What Languages Fix (old article) - prakash
http://www.paulgraham.com/fix.html

======
gruseom
I love this piece. But given Kay's historical essay, the Smalltalk entry
should arguably be amended to:

    
    
      Smalltalk: Lisp didn't go far enough.
    

In other words, Smalltalk wasn't an attempt to fix Simula so much as an
attempt to fix Lisp. Simula-style objects were just the vehicle.

Edit: The passage I'm referring to deserves to be quoted.

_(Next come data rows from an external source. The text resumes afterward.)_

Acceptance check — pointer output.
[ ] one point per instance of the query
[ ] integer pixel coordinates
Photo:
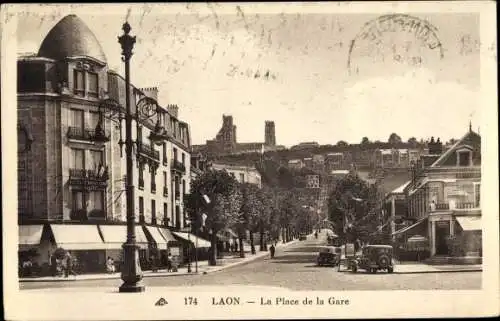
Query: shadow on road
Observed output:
(304, 249)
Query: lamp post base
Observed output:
(131, 270)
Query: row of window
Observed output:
(154, 217)
(85, 83)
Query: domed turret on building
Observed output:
(71, 37)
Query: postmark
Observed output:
(392, 40)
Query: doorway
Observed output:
(442, 233)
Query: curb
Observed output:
(440, 271)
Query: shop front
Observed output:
(114, 236)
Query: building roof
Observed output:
(400, 189)
(339, 172)
(71, 37)
(469, 135)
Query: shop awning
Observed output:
(30, 235)
(405, 229)
(226, 234)
(115, 235)
(160, 241)
(167, 235)
(197, 241)
(77, 237)
(469, 223)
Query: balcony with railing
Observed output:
(178, 166)
(83, 134)
(148, 151)
(437, 207)
(89, 179)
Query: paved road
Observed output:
(293, 268)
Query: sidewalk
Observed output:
(229, 260)
(426, 268)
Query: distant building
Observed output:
(243, 174)
(225, 142)
(305, 145)
(270, 134)
(443, 199)
(296, 164)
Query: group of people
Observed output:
(64, 266)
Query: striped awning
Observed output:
(115, 235)
(77, 237)
(405, 229)
(160, 241)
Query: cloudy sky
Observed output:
(291, 68)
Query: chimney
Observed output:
(151, 92)
(173, 110)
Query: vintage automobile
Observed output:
(328, 256)
(373, 258)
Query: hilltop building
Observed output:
(225, 142)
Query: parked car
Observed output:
(373, 258)
(329, 256)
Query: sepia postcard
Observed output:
(249, 160)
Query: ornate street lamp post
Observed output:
(131, 271)
(146, 108)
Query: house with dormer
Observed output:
(443, 201)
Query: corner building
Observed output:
(71, 189)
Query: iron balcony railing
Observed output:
(88, 178)
(148, 151)
(459, 206)
(465, 205)
(79, 133)
(178, 166)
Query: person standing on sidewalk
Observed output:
(69, 265)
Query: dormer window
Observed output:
(79, 82)
(93, 84)
(85, 81)
(464, 156)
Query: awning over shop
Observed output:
(469, 223)
(30, 235)
(227, 234)
(197, 241)
(77, 237)
(167, 235)
(160, 241)
(115, 235)
(405, 229)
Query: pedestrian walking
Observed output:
(272, 249)
(68, 268)
(169, 262)
(110, 265)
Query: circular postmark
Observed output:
(394, 41)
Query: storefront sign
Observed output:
(174, 251)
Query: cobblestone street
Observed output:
(294, 268)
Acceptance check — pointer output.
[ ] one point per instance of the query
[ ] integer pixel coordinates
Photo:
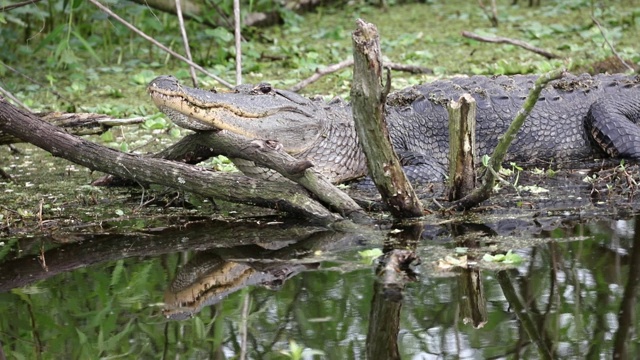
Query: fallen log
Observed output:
(76, 124)
(229, 187)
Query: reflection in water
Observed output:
(256, 287)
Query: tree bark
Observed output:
(76, 123)
(462, 147)
(276, 195)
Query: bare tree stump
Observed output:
(462, 146)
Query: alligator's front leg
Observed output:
(613, 122)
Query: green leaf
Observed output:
(116, 274)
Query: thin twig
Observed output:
(503, 40)
(185, 40)
(238, 38)
(14, 99)
(613, 50)
(349, 62)
(156, 43)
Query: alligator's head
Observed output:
(259, 112)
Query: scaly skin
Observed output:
(575, 119)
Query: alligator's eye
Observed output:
(263, 88)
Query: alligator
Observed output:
(576, 118)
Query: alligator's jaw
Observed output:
(269, 116)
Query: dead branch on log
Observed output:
(497, 157)
(503, 40)
(613, 50)
(185, 41)
(156, 43)
(368, 115)
(235, 188)
(349, 62)
(76, 123)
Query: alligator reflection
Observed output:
(294, 240)
(569, 299)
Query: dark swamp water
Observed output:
(260, 288)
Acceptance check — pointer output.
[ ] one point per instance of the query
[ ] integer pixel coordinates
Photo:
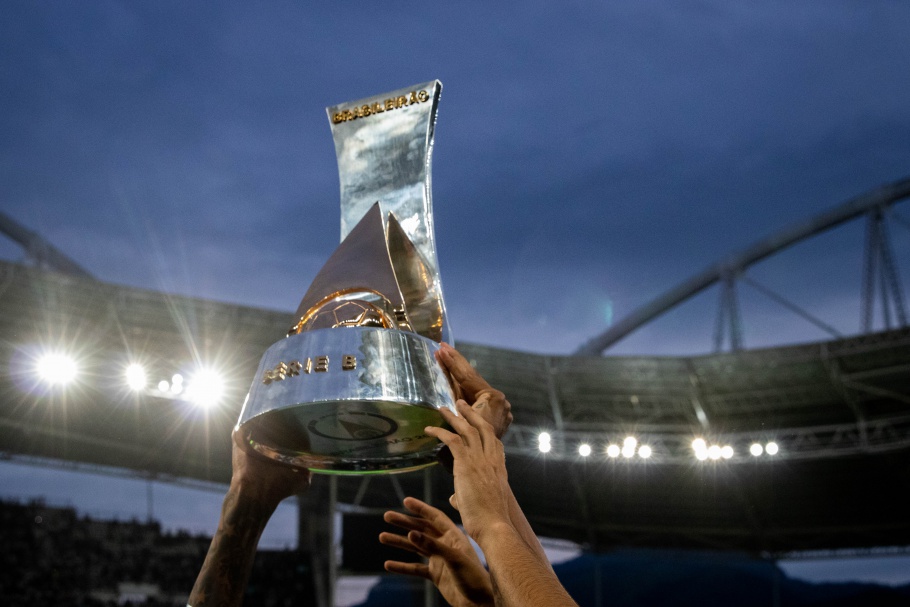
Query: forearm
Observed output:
(523, 528)
(224, 574)
(520, 577)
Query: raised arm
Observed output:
(492, 406)
(257, 487)
(452, 566)
(484, 499)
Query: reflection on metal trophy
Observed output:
(355, 382)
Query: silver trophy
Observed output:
(355, 382)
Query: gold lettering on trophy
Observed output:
(283, 370)
(378, 107)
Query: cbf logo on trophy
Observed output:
(355, 382)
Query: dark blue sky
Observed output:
(588, 156)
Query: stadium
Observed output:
(686, 474)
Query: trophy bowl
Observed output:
(354, 384)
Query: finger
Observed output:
(464, 429)
(399, 541)
(462, 372)
(416, 569)
(404, 521)
(433, 518)
(484, 429)
(429, 545)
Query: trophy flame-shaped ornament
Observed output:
(355, 382)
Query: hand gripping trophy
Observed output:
(355, 382)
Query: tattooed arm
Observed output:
(257, 487)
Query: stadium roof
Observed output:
(839, 410)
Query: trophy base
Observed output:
(350, 400)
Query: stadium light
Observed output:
(205, 389)
(135, 377)
(543, 442)
(628, 446)
(57, 369)
(176, 384)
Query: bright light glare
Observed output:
(57, 369)
(135, 377)
(206, 388)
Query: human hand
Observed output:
(453, 565)
(482, 491)
(264, 480)
(489, 402)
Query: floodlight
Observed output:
(135, 377)
(206, 388)
(56, 368)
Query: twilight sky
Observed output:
(589, 155)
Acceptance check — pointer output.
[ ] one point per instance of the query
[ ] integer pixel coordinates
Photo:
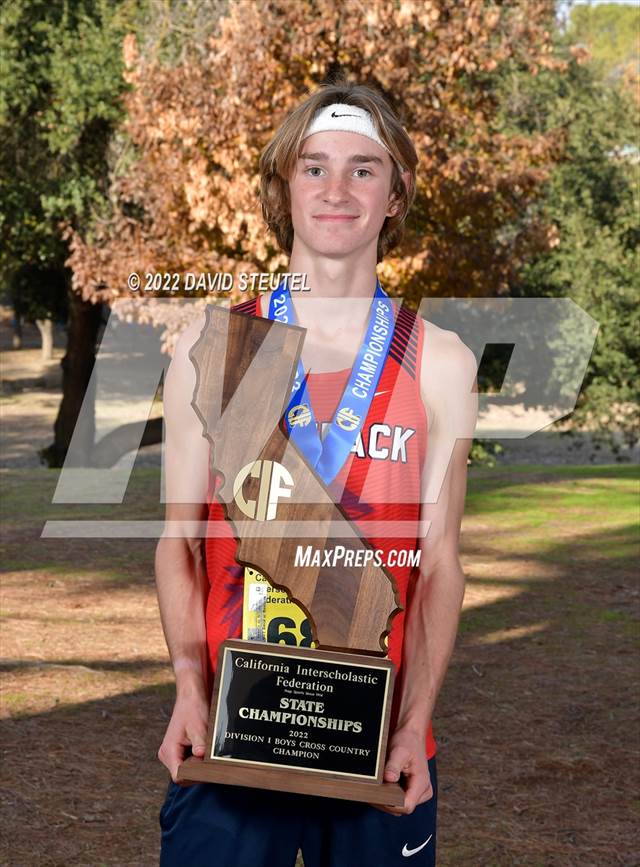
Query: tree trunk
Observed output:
(45, 327)
(16, 340)
(77, 365)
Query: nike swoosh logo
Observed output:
(407, 853)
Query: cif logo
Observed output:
(299, 415)
(273, 477)
(347, 419)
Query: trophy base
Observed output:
(195, 770)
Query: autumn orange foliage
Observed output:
(189, 199)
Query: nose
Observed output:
(335, 190)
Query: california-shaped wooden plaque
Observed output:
(307, 720)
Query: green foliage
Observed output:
(610, 30)
(593, 200)
(60, 99)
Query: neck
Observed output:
(349, 277)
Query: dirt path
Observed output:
(535, 726)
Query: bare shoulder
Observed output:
(447, 372)
(181, 376)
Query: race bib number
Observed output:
(269, 615)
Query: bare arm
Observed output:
(181, 579)
(449, 389)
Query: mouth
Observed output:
(335, 218)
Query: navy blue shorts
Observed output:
(211, 825)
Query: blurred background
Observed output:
(131, 133)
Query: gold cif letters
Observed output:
(272, 476)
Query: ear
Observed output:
(394, 205)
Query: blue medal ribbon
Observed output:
(329, 456)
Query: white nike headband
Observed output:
(344, 118)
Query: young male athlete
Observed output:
(337, 181)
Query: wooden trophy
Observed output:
(311, 720)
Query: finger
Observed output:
(171, 754)
(197, 738)
(396, 764)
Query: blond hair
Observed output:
(278, 159)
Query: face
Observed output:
(340, 193)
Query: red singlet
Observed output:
(381, 479)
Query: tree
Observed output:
(592, 200)
(60, 100)
(610, 32)
(187, 200)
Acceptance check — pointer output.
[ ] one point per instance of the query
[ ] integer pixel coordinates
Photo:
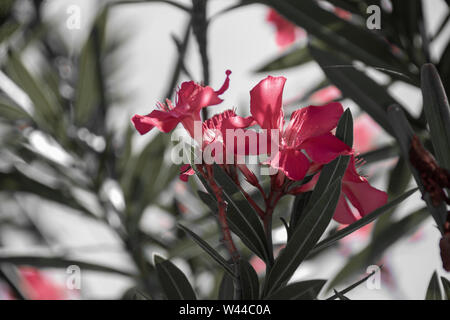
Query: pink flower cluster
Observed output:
(304, 145)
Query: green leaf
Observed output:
(434, 290)
(368, 94)
(226, 288)
(298, 210)
(209, 250)
(361, 222)
(437, 112)
(389, 236)
(234, 222)
(304, 238)
(10, 111)
(446, 285)
(330, 173)
(404, 133)
(173, 281)
(47, 112)
(249, 281)
(304, 290)
(344, 130)
(343, 36)
(87, 89)
(380, 154)
(293, 58)
(60, 262)
(351, 287)
(243, 214)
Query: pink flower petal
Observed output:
(292, 162)
(266, 102)
(164, 121)
(314, 121)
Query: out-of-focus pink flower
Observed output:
(366, 131)
(191, 98)
(40, 287)
(355, 189)
(325, 95)
(214, 132)
(309, 129)
(287, 32)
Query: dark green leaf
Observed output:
(369, 95)
(243, 214)
(304, 238)
(249, 281)
(226, 288)
(209, 250)
(437, 112)
(404, 133)
(389, 236)
(343, 36)
(344, 130)
(361, 222)
(173, 281)
(380, 154)
(434, 290)
(304, 290)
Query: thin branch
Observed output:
(182, 47)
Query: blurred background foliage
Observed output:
(58, 144)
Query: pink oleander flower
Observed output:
(39, 287)
(191, 98)
(286, 32)
(309, 130)
(366, 132)
(214, 134)
(325, 95)
(356, 190)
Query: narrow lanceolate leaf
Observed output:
(356, 85)
(59, 262)
(437, 112)
(173, 281)
(46, 110)
(344, 130)
(293, 58)
(226, 288)
(341, 35)
(304, 290)
(242, 213)
(361, 222)
(434, 290)
(404, 134)
(446, 285)
(351, 287)
(209, 250)
(249, 281)
(233, 222)
(335, 169)
(370, 254)
(304, 238)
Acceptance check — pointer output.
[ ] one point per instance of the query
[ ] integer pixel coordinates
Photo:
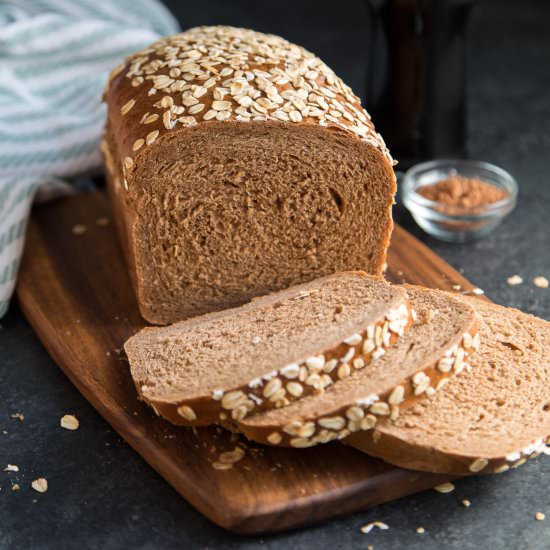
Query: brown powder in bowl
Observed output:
(461, 193)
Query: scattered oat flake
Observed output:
(444, 487)
(370, 526)
(79, 229)
(541, 282)
(69, 422)
(514, 280)
(40, 485)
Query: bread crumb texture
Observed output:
(226, 73)
(69, 422)
(540, 282)
(445, 488)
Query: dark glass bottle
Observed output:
(416, 89)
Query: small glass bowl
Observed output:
(457, 224)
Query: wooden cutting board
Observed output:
(75, 292)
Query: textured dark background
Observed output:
(103, 496)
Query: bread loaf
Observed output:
(489, 418)
(239, 164)
(268, 353)
(437, 346)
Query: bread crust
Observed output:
(499, 329)
(280, 388)
(362, 417)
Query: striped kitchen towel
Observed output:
(55, 56)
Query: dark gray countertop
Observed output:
(103, 496)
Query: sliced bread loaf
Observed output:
(239, 164)
(435, 347)
(269, 352)
(486, 420)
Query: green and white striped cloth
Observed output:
(55, 56)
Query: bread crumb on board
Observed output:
(514, 280)
(69, 422)
(40, 485)
(79, 229)
(540, 282)
(444, 487)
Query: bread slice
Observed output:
(239, 164)
(435, 347)
(487, 419)
(268, 353)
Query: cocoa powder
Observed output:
(459, 193)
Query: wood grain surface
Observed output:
(75, 292)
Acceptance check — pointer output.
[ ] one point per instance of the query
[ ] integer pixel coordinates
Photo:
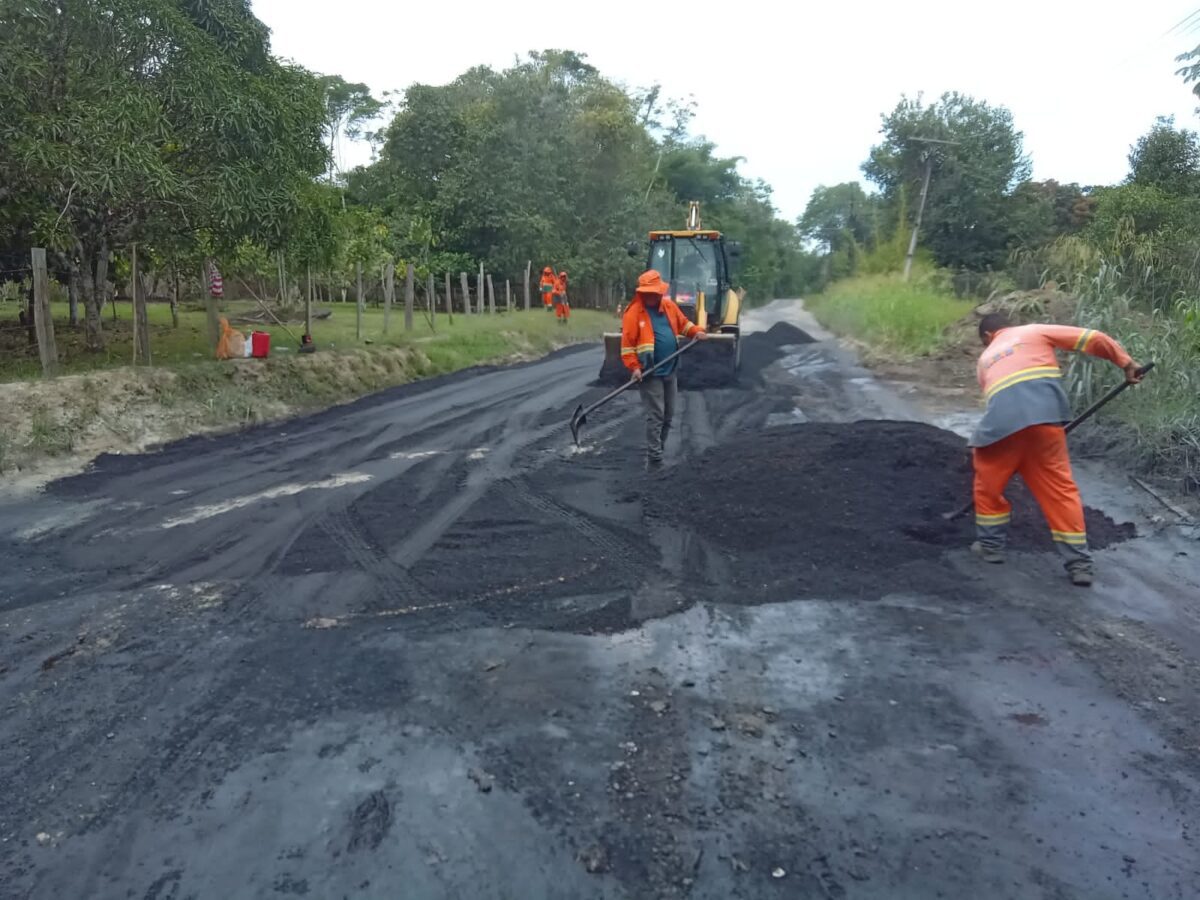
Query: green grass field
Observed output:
(469, 340)
(905, 318)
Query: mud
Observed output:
(425, 646)
(846, 510)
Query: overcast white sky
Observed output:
(797, 88)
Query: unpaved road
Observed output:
(418, 647)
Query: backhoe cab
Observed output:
(697, 265)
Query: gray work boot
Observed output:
(988, 555)
(1080, 574)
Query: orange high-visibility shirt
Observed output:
(1021, 381)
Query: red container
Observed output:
(261, 345)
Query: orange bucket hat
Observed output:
(652, 283)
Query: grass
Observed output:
(103, 405)
(468, 341)
(1158, 424)
(904, 318)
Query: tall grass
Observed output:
(905, 318)
(1159, 421)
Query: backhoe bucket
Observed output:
(612, 371)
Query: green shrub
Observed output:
(906, 318)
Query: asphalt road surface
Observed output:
(423, 647)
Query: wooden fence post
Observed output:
(358, 305)
(389, 292)
(408, 298)
(213, 313)
(141, 319)
(43, 323)
(307, 303)
(431, 300)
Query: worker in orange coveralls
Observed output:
(649, 333)
(547, 288)
(562, 306)
(1023, 432)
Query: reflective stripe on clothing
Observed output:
(637, 333)
(1038, 401)
(1025, 375)
(1020, 377)
(1039, 455)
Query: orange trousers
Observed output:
(1039, 454)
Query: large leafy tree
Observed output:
(839, 214)
(139, 119)
(348, 107)
(1167, 157)
(977, 161)
(549, 161)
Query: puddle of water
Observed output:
(795, 417)
(961, 424)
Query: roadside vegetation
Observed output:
(123, 408)
(1121, 258)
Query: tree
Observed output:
(966, 220)
(133, 119)
(1167, 157)
(348, 107)
(837, 215)
(550, 161)
(1042, 211)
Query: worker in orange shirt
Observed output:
(547, 288)
(1023, 432)
(649, 333)
(562, 307)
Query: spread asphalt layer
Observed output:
(421, 646)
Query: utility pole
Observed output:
(921, 207)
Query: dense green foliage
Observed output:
(148, 120)
(552, 163)
(1127, 252)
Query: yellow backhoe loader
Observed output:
(696, 263)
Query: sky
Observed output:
(797, 89)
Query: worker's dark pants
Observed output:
(658, 400)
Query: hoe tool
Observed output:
(581, 414)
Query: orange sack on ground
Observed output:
(232, 343)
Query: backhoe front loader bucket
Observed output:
(612, 371)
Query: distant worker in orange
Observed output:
(649, 333)
(547, 288)
(1023, 432)
(562, 306)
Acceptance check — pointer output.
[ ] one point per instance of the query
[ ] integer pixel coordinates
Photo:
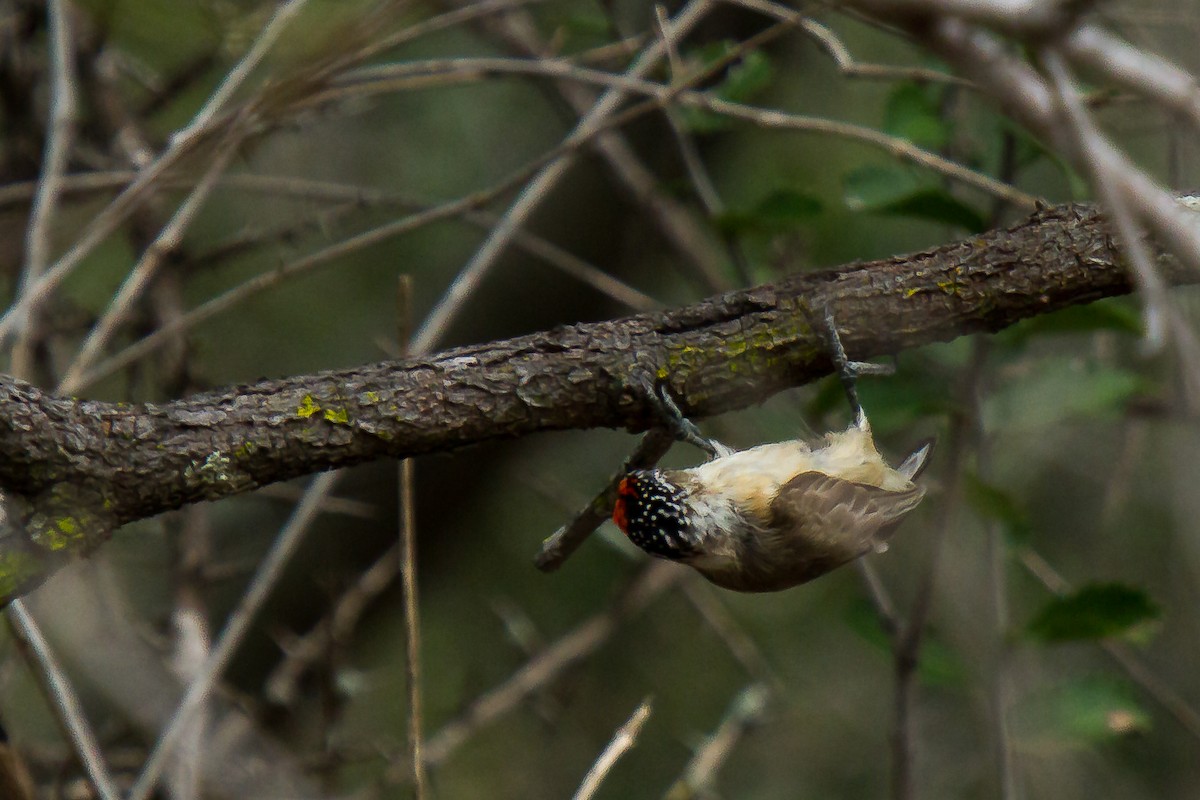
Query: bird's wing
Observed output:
(839, 518)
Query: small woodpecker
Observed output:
(773, 516)
(778, 515)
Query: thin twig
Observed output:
(69, 710)
(300, 655)
(447, 308)
(622, 741)
(391, 77)
(700, 774)
(54, 166)
(235, 630)
(408, 576)
(117, 211)
(148, 266)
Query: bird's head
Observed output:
(653, 512)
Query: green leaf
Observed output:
(912, 113)
(993, 503)
(1096, 612)
(745, 78)
(903, 192)
(780, 211)
(1086, 713)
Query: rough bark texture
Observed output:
(76, 469)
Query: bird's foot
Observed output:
(850, 371)
(675, 421)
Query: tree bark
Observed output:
(75, 469)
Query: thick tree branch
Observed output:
(76, 469)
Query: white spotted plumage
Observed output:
(777, 515)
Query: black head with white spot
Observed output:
(652, 511)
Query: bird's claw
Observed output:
(673, 419)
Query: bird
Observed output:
(774, 516)
(778, 515)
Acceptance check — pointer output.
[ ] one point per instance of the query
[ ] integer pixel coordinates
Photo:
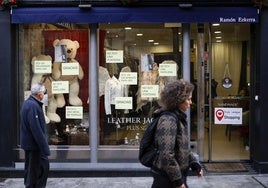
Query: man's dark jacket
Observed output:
(33, 127)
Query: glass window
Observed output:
(57, 55)
(136, 60)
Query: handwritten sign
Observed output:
(70, 68)
(128, 78)
(74, 112)
(42, 67)
(60, 87)
(149, 91)
(114, 56)
(167, 70)
(123, 103)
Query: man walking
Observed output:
(33, 139)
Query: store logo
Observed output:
(219, 114)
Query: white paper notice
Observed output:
(60, 87)
(128, 78)
(60, 53)
(114, 56)
(123, 103)
(42, 67)
(228, 116)
(74, 112)
(167, 70)
(149, 91)
(70, 68)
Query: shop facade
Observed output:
(104, 76)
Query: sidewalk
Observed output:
(209, 181)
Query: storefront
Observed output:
(104, 68)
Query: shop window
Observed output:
(57, 55)
(136, 60)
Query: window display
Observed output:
(131, 78)
(59, 59)
(134, 75)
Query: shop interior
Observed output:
(226, 54)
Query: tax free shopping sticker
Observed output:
(228, 116)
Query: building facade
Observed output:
(104, 65)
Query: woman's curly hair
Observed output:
(175, 92)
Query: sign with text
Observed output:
(70, 68)
(60, 53)
(167, 70)
(149, 91)
(42, 67)
(114, 56)
(122, 103)
(128, 78)
(228, 116)
(60, 87)
(74, 112)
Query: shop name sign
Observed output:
(228, 116)
(237, 19)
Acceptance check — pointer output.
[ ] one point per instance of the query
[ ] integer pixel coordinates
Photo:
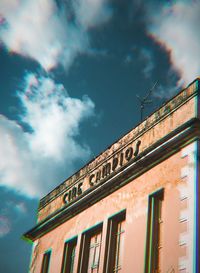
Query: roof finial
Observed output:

 _I could hardly believe how beautiful and wonderful the idea of LISP was
[...] but there were deep flaws in its logical foundations. By this, I mean
that the pure language was supposed to be based on functions, but its most
important components---such as lambda expressions quotes, and conds--were not
functions at all, and instead were called special forms. [...] Why not just
base everything on FEXPRs and force evaluation on the receiving side when
needed? I could never get a good answer, but the question was very helpful
when it came time to invent Smalltalk, because this started a line of thought
that said "take the hardest and most profound thing you need to do, make it
great, and then build every easier thing out of it"._

That last line is one of my all-time favorites.

<http://gagne.homedns.org/~tgagne/contrib/EarlyHistoryST.html> (typos
corrected)

------
silentbicycle
ML: Lisp's type system could be _much_ more powerful.

(Quite literally -- ML was made because Milner, et. al found Lisp to be too
error-prone for proof-checking programs.)